Sep 15, 1995

LAN of Opportunity

Four business people tell how they selected their local area networks and offer advice in the selection process.

 

Networks do more than help you share data and printers. They can transform your business

How's this for a low-cost networking solution? In 1990, long on ambition but short on cash, Pete's Brewing Co., in Palo Alto, Calif., shelled out $150 for a wheeled typing cart and plunked a PC on top of it. Then came the tricky part of the configuration -- deciding who in the specialty-beer company's three-person accounting department would get first dibs on the machine.

As an information- and resource-sharing device, the network-on-a-cart was, of course, limited. It usually started its days in the office of the clerk who input distributors' orders for Pete's Wicked Lager or Wicked Ale. When she was finished, she'd roll it over to the person who sent out invoices. Eventually, the thing would end up beside the desk of chief financial officer Jim Collins, who handled the general ledger. "Back then we used our credit cards to buy things," recalls Collins, "so it was difficult to contemplate sinking $25,000 into a network."

Many high-growth companies today are similarly hamstrung because they don't have the cash to buy a real network. Indeed, "sneakernet" -- carrying data on floppies from one PC to another -- has become the de facto networking protocol for small business.

But money is not the only obstacle. Although most entrepreneurs are unfazed by setting up a PC and loading application software, the technical complexity of choosing and installing a local area network (LAN) scares many off. Peer-to-peer or dedicated server? Which network operating system? What about dependability? Will the applications run fast enough? Will we need an MIS department to run it? What about security? To the managers of small companies, questions like these lead to migraines, not to improved margins.

Still, heartening news is coming back from companies on the networking frontier. Sure, some have taken a few arrows in the back. But the pioneers also have discovered that LANs do a lot more than allow employees to share files and printers and send E-mail. They can open up all sorts of business opportunities.

* * *

Virtual brewing
At Pete's Brewing Co. the infernal cart is still in Collins's office, but it has been relegated to a more appropriate role -- today it's a plant stand. Nearly all 40 of the employees at Pete's headquarters now have a 486 PC on their desks, and the company's production and accounting information travels over fiber-optic cable that snakes through the two buildings' five floors of offices. Since installing its 50-node No-vell NetWare LAN in 1992, Pete's has become by far the fastest-growing company in its market segment. Sales in 1994 reached $33.6 million, nearly triple the previous year's revenues.

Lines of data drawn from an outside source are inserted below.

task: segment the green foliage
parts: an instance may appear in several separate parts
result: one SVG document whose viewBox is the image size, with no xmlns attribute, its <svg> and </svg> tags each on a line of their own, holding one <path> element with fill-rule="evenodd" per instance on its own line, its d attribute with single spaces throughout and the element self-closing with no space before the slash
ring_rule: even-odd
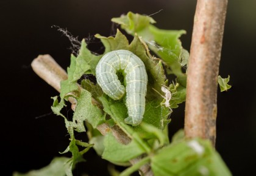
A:
<svg viewBox="0 0 256 176">
<path fill-rule="evenodd" d="M 170 144 L 151 161 L 155 175 L 231 175 L 210 142 L 201 139 Z"/>
<path fill-rule="evenodd" d="M 186 97 L 186 74 L 182 72 L 182 67 L 188 65 L 189 54 L 179 39 L 185 32 L 157 29 L 152 24 L 155 22 L 152 18 L 132 12 L 112 21 L 134 36 L 132 41 L 129 44 L 118 30 L 115 37 L 97 34 L 95 37 L 101 39 L 105 52 L 103 55 L 95 55 L 87 49 L 83 40 L 77 56 L 71 55 L 68 80 L 61 83 L 60 100 L 57 96 L 52 98 L 54 103 L 51 109 L 64 118 L 70 135 L 69 145 L 63 153 L 71 152 L 73 155 L 71 158 L 66 158 L 66 165 L 58 175 L 66 173 L 71 176 L 75 164 L 85 161 L 83 155 L 91 147 L 103 158 L 118 165 L 127 166 L 131 160 L 141 158 L 120 175 L 129 175 L 146 163 L 151 164 L 155 175 L 230 175 L 208 141 L 185 140 L 183 131 L 174 136 L 171 144 L 169 141 L 167 126 L 171 120 L 168 117 L 172 109 L 177 108 Z M 152 56 L 149 49 L 160 59 Z M 124 122 L 127 117 L 124 100 L 111 99 L 98 84 L 86 79 L 87 74 L 95 76 L 95 68 L 104 55 L 120 49 L 129 50 L 138 56 L 145 65 L 148 77 L 143 122 L 135 127 Z M 166 79 L 163 63 L 167 72 L 176 76 L 175 81 L 170 80 L 171 84 Z M 221 80 L 221 86 L 229 87 L 227 79 L 229 77 L 227 80 Z M 163 87 L 166 92 L 162 92 Z M 171 98 L 166 102 L 169 101 L 168 93 Z M 60 111 L 68 106 L 66 101 L 70 98 L 75 100 L 76 104 L 73 119 L 68 120 Z M 105 136 L 98 130 L 102 124 L 106 126 Z M 85 132 L 86 127 L 90 144 L 76 140 L 74 135 L 74 130 Z M 121 135 L 117 134 L 118 132 Z M 118 138 L 118 135 L 119 138 Z M 84 149 L 79 151 L 77 146 Z M 45 168 L 49 169 L 52 164 Z M 118 174 L 113 169 L 111 171 Z"/>
<path fill-rule="evenodd" d="M 227 84 L 229 81 L 229 75 L 227 78 L 222 78 L 221 76 L 218 76 L 218 83 L 219 83 L 219 88 L 221 88 L 221 92 L 227 91 L 227 90 L 231 88 L 231 86 Z"/>
<path fill-rule="evenodd" d="M 26 174 L 15 172 L 13 176 L 65 176 L 67 171 L 69 169 L 69 166 L 67 164 L 69 160 L 69 158 L 66 157 L 56 157 L 44 168 L 30 171 Z"/>
<path fill-rule="evenodd" d="M 159 29 L 152 24 L 155 21 L 151 17 L 130 12 L 112 21 L 121 24 L 129 34 L 141 36 L 149 49 L 165 62 L 168 73 L 176 75 L 178 83 L 186 86 L 186 75 L 181 68 L 187 64 L 189 55 L 179 39 L 186 33 L 185 30 Z"/>
</svg>

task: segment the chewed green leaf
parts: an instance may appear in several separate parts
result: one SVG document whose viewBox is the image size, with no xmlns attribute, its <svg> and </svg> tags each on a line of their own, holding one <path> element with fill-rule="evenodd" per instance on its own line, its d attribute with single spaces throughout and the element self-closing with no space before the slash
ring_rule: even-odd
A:
<svg viewBox="0 0 256 176">
<path fill-rule="evenodd" d="M 57 115 L 60 115 L 64 118 L 65 116 L 60 113 L 60 110 L 62 110 L 62 109 L 66 106 L 66 104 L 65 104 L 65 101 L 64 100 L 60 100 L 60 102 L 59 103 L 59 100 L 58 100 L 58 96 L 55 96 L 54 97 L 51 97 L 52 99 L 53 99 L 54 102 L 52 104 L 52 107 L 51 107 L 52 112 L 56 114 Z"/>
<path fill-rule="evenodd" d="M 128 50 L 129 41 L 126 37 L 118 30 L 115 37 L 105 37 L 99 34 L 95 35 L 95 37 L 101 39 L 105 46 L 104 54 L 109 52 L 118 50 Z"/>
<path fill-rule="evenodd" d="M 104 117 L 101 110 L 91 103 L 91 93 L 82 90 L 73 116 L 74 127 L 77 132 L 85 132 L 84 121 L 90 123 L 94 128 L 104 123 Z"/>
<path fill-rule="evenodd" d="M 54 158 L 51 163 L 40 169 L 30 171 L 26 174 L 15 172 L 13 176 L 45 176 L 58 175 L 65 176 L 67 170 L 69 170 L 69 165 L 67 163 L 70 158 L 67 157 Z"/>
<path fill-rule="evenodd" d="M 231 175 L 210 142 L 201 139 L 177 141 L 151 161 L 155 175 Z"/>
<path fill-rule="evenodd" d="M 227 91 L 229 89 L 231 88 L 231 86 L 227 84 L 229 81 L 230 76 L 227 76 L 227 78 L 222 78 L 221 76 L 218 76 L 218 83 L 219 85 L 219 88 L 221 88 L 221 92 Z"/>
<path fill-rule="evenodd" d="M 183 66 L 186 64 L 188 52 L 182 48 L 179 39 L 186 33 L 185 30 L 159 29 L 152 24 L 155 21 L 151 17 L 130 12 L 120 18 L 113 18 L 112 21 L 121 24 L 121 27 L 128 33 L 137 33 L 141 36 L 149 49 L 164 61 L 167 71 L 175 74 L 179 83 L 186 86 L 186 76 L 182 71 L 180 62 Z"/>
<path fill-rule="evenodd" d="M 126 145 L 118 142 L 112 132 L 105 136 L 104 144 L 102 158 L 115 163 L 128 161 L 146 152 L 133 140 Z"/>
<path fill-rule="evenodd" d="M 77 81 L 84 74 L 95 75 L 95 68 L 102 56 L 95 55 L 87 47 L 84 39 L 82 41 L 79 53 L 76 59 L 76 69 L 73 73 L 73 81 Z"/>
<path fill-rule="evenodd" d="M 179 107 L 179 104 L 186 100 L 186 87 L 180 86 L 178 83 L 175 84 L 172 83 L 170 84 L 169 89 L 172 95 L 169 103 L 172 109 L 177 108 Z"/>
</svg>

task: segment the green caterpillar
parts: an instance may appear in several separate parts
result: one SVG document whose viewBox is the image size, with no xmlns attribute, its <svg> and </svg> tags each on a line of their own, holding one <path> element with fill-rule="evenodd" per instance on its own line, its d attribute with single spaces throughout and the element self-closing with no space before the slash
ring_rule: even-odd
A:
<svg viewBox="0 0 256 176">
<path fill-rule="evenodd" d="M 116 72 L 122 73 L 124 84 L 121 84 Z M 96 68 L 97 82 L 103 92 L 115 100 L 126 94 L 126 105 L 129 117 L 124 121 L 138 125 L 145 112 L 148 75 L 142 61 L 132 52 L 119 50 L 110 52 L 99 61 Z"/>
</svg>

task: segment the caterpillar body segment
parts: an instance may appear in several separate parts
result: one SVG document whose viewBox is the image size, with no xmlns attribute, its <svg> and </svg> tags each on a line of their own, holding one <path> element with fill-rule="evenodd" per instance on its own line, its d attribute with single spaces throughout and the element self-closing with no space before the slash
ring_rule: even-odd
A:
<svg viewBox="0 0 256 176">
<path fill-rule="evenodd" d="M 125 87 L 118 80 L 117 72 L 124 76 Z M 145 112 L 147 92 L 148 75 L 143 62 L 130 51 L 112 51 L 99 61 L 96 74 L 98 83 L 110 98 L 118 100 L 126 94 L 129 117 L 124 121 L 132 126 L 138 125 Z"/>
</svg>

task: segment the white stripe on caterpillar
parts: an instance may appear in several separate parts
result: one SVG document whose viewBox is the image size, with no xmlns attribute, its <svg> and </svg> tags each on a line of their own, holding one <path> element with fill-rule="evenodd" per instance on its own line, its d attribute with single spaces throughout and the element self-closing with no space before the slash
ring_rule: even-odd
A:
<svg viewBox="0 0 256 176">
<path fill-rule="evenodd" d="M 124 76 L 126 87 L 118 80 L 117 72 Z M 126 92 L 126 105 L 129 117 L 124 121 L 132 126 L 138 125 L 145 112 L 148 84 L 148 75 L 142 61 L 128 50 L 110 52 L 99 61 L 96 75 L 103 92 L 112 99 L 121 99 Z"/>
</svg>

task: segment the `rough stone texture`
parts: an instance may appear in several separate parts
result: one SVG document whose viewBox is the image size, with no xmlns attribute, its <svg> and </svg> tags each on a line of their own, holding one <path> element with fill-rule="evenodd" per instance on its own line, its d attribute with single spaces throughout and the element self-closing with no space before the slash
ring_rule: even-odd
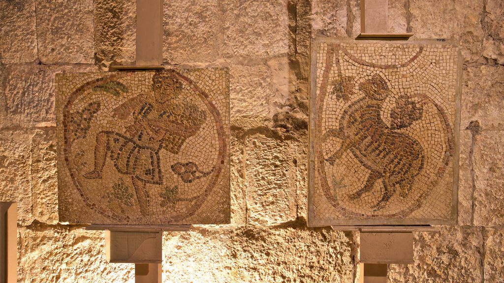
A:
<svg viewBox="0 0 504 283">
<path fill-rule="evenodd" d="M 264 57 L 287 53 L 289 19 L 285 3 L 225 0 L 222 5 L 225 7 L 222 56 Z"/>
<path fill-rule="evenodd" d="M 466 62 L 481 58 L 483 1 L 410 0 L 411 27 L 415 38 L 454 38 Z"/>
<path fill-rule="evenodd" d="M 0 62 L 37 60 L 34 0 L 0 2 Z"/>
<path fill-rule="evenodd" d="M 483 42 L 483 55 L 504 65 L 504 2 L 488 0 L 485 4 L 483 28 L 486 33 Z"/>
<path fill-rule="evenodd" d="M 239 116 L 265 117 L 273 96 L 268 66 L 235 66 L 229 69 L 231 119 Z"/>
<path fill-rule="evenodd" d="M 345 36 L 347 11 L 345 0 L 312 0 L 312 34 L 313 36 Z"/>
<path fill-rule="evenodd" d="M 53 128 L 38 130 L 31 139 L 31 186 L 33 216 L 38 222 L 58 222 L 58 181 L 56 133 Z"/>
<path fill-rule="evenodd" d="M 407 0 L 389 0 L 389 29 L 391 33 L 406 32 L 408 25 L 406 16 Z M 350 37 L 356 37 L 360 33 L 360 0 L 351 0 L 350 7 L 353 14 L 353 22 Z"/>
<path fill-rule="evenodd" d="M 36 5 L 40 61 L 93 63 L 93 1 L 37 0 Z"/>
<path fill-rule="evenodd" d="M 93 69 L 85 65 L 0 66 L 0 127 L 55 126 L 55 74 Z"/>
<path fill-rule="evenodd" d="M 245 145 L 243 136 L 232 133 L 231 143 L 231 224 L 243 225 L 247 221 L 245 185 Z"/>
<path fill-rule="evenodd" d="M 0 132 L 0 201 L 18 202 L 18 223 L 33 221 L 31 190 L 33 134 L 25 130 Z"/>
<path fill-rule="evenodd" d="M 224 37 L 221 1 L 165 1 L 163 58 L 171 64 L 215 60 Z"/>
<path fill-rule="evenodd" d="M 308 229 L 304 223 L 270 229 L 199 227 L 165 235 L 163 269 L 170 282 L 350 283 L 352 246 L 341 232 Z"/>
<path fill-rule="evenodd" d="M 502 283 L 504 270 L 504 230 L 485 229 L 485 282 Z"/>
<path fill-rule="evenodd" d="M 476 137 L 474 201 L 474 225 L 478 226 L 504 225 L 503 133 L 502 131 L 483 130 Z"/>
<path fill-rule="evenodd" d="M 296 219 L 296 191 L 289 178 L 292 159 L 286 145 L 262 134 L 245 140 L 248 223 L 271 225 Z"/>
<path fill-rule="evenodd" d="M 478 120 L 485 129 L 504 129 L 504 66 L 469 66 L 463 77 L 461 127 Z"/>
<path fill-rule="evenodd" d="M 482 283 L 481 229 L 437 227 L 438 232 L 415 233 L 415 263 L 389 265 L 388 282 Z"/>
<path fill-rule="evenodd" d="M 135 3 L 0 1 L 0 200 L 19 201 L 19 282 L 134 280 L 132 264 L 106 262 L 104 233 L 48 225 L 57 210 L 54 76 L 98 67 L 33 63 L 40 57 L 42 63 L 106 67 L 134 61 Z M 357 280 L 358 239 L 307 229 L 303 221 L 310 37 L 356 36 L 358 1 L 164 3 L 166 62 L 230 67 L 233 134 L 232 225 L 165 234 L 164 281 Z M 389 3 L 391 29 L 406 24 L 416 38 L 458 39 L 470 63 L 463 76 L 458 226 L 416 233 L 415 264 L 393 265 L 389 282 L 478 283 L 483 276 L 504 282 L 501 229 L 473 226 L 504 225 L 504 69 L 495 65 L 504 60 L 502 2 Z M 474 161 L 471 132 L 464 129 L 473 120 L 483 129 Z"/>
<path fill-rule="evenodd" d="M 95 0 L 94 52 L 97 63 L 108 67 L 136 59 L 137 3 Z"/>
<path fill-rule="evenodd" d="M 18 282 L 132 282 L 134 264 L 109 263 L 105 232 L 34 224 L 18 233 Z"/>
<path fill-rule="evenodd" d="M 473 192 L 471 172 L 472 135 L 469 130 L 460 131 L 460 167 L 459 169 L 459 225 L 472 224 Z"/>
</svg>

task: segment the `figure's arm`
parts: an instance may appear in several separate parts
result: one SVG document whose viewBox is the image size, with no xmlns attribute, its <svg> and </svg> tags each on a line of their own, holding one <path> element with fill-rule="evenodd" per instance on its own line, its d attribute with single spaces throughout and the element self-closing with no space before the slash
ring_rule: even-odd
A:
<svg viewBox="0 0 504 283">
<path fill-rule="evenodd" d="M 125 102 L 114 108 L 113 116 L 124 120 L 128 118 L 133 110 L 139 108 L 143 101 L 145 100 L 145 96 L 140 95 L 126 101 Z"/>
</svg>

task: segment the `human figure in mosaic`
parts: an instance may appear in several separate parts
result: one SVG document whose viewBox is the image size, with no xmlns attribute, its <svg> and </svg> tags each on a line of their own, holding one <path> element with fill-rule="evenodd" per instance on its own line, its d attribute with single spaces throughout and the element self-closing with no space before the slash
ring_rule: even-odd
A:
<svg viewBox="0 0 504 283">
<path fill-rule="evenodd" d="M 351 81 L 353 79 L 346 81 Z M 342 85 L 336 86 L 338 86 Z M 342 91 L 345 91 L 343 89 Z M 334 165 L 349 150 L 363 166 L 370 170 L 364 187 L 351 194 L 351 199 L 359 198 L 363 193 L 371 191 L 374 183 L 381 179 L 384 187 L 382 196 L 371 206 L 378 210 L 383 208 L 395 193 L 396 186 L 400 189 L 400 195 L 407 196 L 415 178 L 423 168 L 424 150 L 418 141 L 408 134 L 394 130 L 409 126 L 414 121 L 421 119 L 422 109 L 414 102 L 410 101 L 407 95 L 400 96 L 392 109 L 392 125 L 389 127 L 381 117 L 385 99 L 393 95 L 385 79 L 375 74 L 371 79 L 360 84 L 359 89 L 365 96 L 351 103 L 344 110 L 339 128 L 328 132 L 328 135 L 341 139 L 343 143 L 326 161 Z M 345 95 L 340 97 L 343 99 L 348 97 Z"/>
<path fill-rule="evenodd" d="M 84 175 L 101 179 L 108 156 L 119 173 L 131 176 L 144 215 L 150 199 L 146 184 L 163 184 L 160 151 L 177 154 L 185 140 L 207 119 L 206 113 L 196 105 L 174 101 L 181 95 L 182 86 L 171 72 L 156 72 L 152 82 L 154 99 L 141 94 L 114 109 L 114 116 L 121 119 L 133 113 L 134 122 L 125 133 L 102 131 L 97 134 L 94 168 Z"/>
</svg>

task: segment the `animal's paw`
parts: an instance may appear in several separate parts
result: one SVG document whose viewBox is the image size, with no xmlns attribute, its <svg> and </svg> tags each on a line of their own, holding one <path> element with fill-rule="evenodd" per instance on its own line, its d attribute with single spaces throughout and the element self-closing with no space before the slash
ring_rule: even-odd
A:
<svg viewBox="0 0 504 283">
<path fill-rule="evenodd" d="M 362 193 L 359 192 L 354 192 L 348 195 L 348 198 L 349 198 L 350 200 L 355 200 L 356 199 L 360 198 L 360 197 L 362 195 Z"/>
</svg>

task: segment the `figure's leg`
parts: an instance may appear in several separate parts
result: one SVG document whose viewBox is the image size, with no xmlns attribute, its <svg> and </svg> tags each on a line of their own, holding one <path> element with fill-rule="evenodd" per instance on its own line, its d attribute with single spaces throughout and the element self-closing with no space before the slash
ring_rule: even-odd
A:
<svg viewBox="0 0 504 283">
<path fill-rule="evenodd" d="M 384 187 L 383 195 L 382 196 L 382 198 L 378 201 L 376 204 L 371 206 L 371 208 L 374 208 L 373 209 L 374 211 L 378 211 L 385 207 L 390 198 L 394 195 L 394 194 L 396 193 L 396 184 L 393 182 L 391 182 L 389 180 L 389 176 L 390 173 L 388 172 L 386 172 L 384 174 L 382 181 Z"/>
<path fill-rule="evenodd" d="M 94 168 L 93 171 L 84 174 L 87 179 L 101 179 L 101 172 L 105 166 L 107 154 L 109 149 L 107 146 L 108 134 L 100 132 L 96 135 L 96 145 L 95 146 Z"/>
<path fill-rule="evenodd" d="M 131 180 L 133 183 L 133 187 L 135 188 L 135 191 L 137 194 L 138 204 L 140 206 L 140 213 L 144 216 L 146 216 L 149 212 L 150 197 L 147 190 L 145 189 L 145 183 L 138 180 L 134 176 L 131 176 Z"/>
<path fill-rule="evenodd" d="M 376 181 L 376 180 L 380 179 L 381 177 L 381 176 L 379 174 L 371 172 L 369 176 L 367 177 L 367 180 L 366 181 L 366 184 L 364 185 L 364 187 L 350 195 L 349 196 L 350 199 L 352 200 L 354 200 L 357 198 L 359 198 L 362 195 L 363 193 L 372 190 L 373 186 L 374 185 L 374 182 Z"/>
<path fill-rule="evenodd" d="M 334 153 L 334 154 L 331 155 L 328 158 L 326 159 L 326 161 L 329 163 L 329 164 L 331 165 L 334 165 L 334 162 L 336 162 L 336 159 L 339 159 L 341 158 L 344 154 L 352 146 L 351 142 L 349 139 L 345 139 L 343 140 L 343 144 L 340 148 L 336 151 L 336 152 Z"/>
</svg>

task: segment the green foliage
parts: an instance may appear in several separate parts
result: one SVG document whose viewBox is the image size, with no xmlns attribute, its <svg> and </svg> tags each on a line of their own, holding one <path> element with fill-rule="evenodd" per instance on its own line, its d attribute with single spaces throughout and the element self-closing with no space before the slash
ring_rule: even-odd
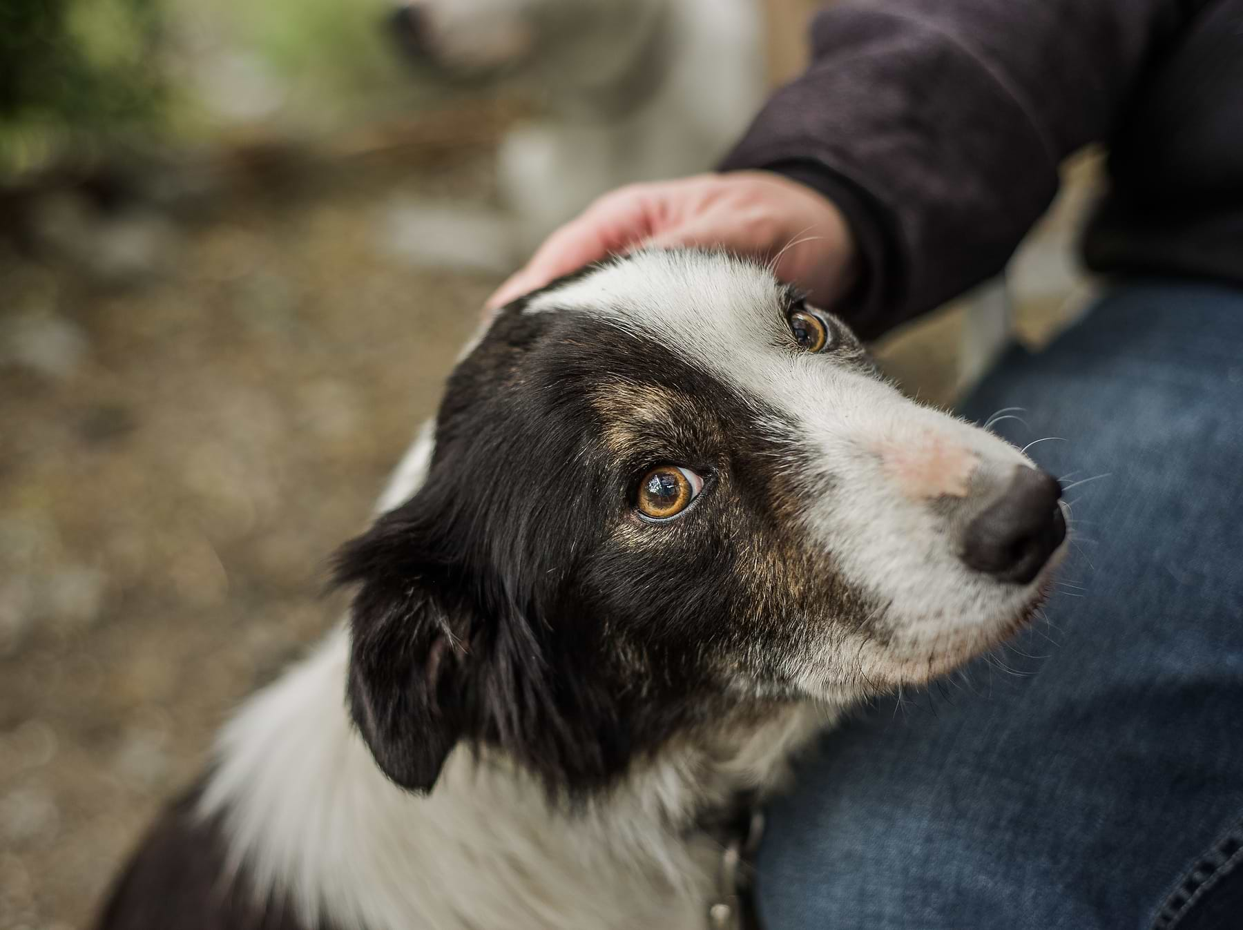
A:
<svg viewBox="0 0 1243 930">
<path fill-rule="evenodd" d="M 0 0 L 0 172 L 149 124 L 159 14 L 159 0 Z"/>
</svg>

Coincidence? Not according to Mark Bozzini, Pete's president. "Our ability to manage information has separated us from a lot of our competition," he says. A former Joseph E. Seagram & Sons marketing executive, Bozzini was hired in 1989 to take over day-to-day operations.

Smart production planning is essential in the beer business, a proverbial hurry-up-and-wait endeavor. Making a batch of Pete's Wicked Ale, for instance, takes up to 40 days; once bottled, the product loses its freshness in a couple of months. Back when order-entry people were queuing up to take turns on a single PC, there was little hope of running the brewing company as a just-in-time manufacturing operation. Says Collins, "Orders drive our production, but we couldn't get the data in the computer fast enough to forecast beer requirements."

The network allows several people simultaneously to tap into Pete's PC-based accounting system, Computer International's CA-Accpac/2000, and to tackle the 300 orders that come in from wholesalers each month. More than just data-entry clerks, the folks who used to queue up now have the time to analyze orders before they're filled, and they're counted on to spot ways to optimize production and shipping. Thanks in good part to improved information sharing, today Pete's excels at what Collins calls "the freshness business," turning its finished-goods inventory 20-plus times a year.

Meanwhile, Collins and Bozzini, both self-proclaimed information micromanagers, can quickly pull up reports on raw-materials costs, market-share shifts, and sales projections -- without leaving their offices. "We don't run out of packaging material or get caught with an unforeseen increase in sales," says Collins. Nor do Pete's wholesale customers run out of stock very often.

But the next time you're in Palo Alto, don't go looking for a brewery tour at the company's headquarters, at 514 High St. Since it opened, in 1986, Pete's has functioned as a kind of virtual brewing corporation, producing all its beers and ales under contract in St. Paul, Minn.

A wide area network (WAN) zaps E-mail, using Lotus Development's cc:Mail, back and forth between brewery and headquarters. Workers in St. Paul can now check order and inventory data on the server in Palo Alto. Data usually flow so fast over the 56-kilobit connection that users feel they are connected to a server down the hall, not one 2,000 miles away.

How did Pete's make the quantum leap from cart to far-flung enterprise networks? Pete's built its LAN the way most small businesses do: it hired a network consultant. Collins reports that the vendor, Chris Spence of Edge Information Systems, in San Jose, Calif., asked a lot of questions about the business before uttering a word about network interface cards, hubs, or open data-link interface (ODI) drivers. One of the most important questions: How fast do you expect the company to grow?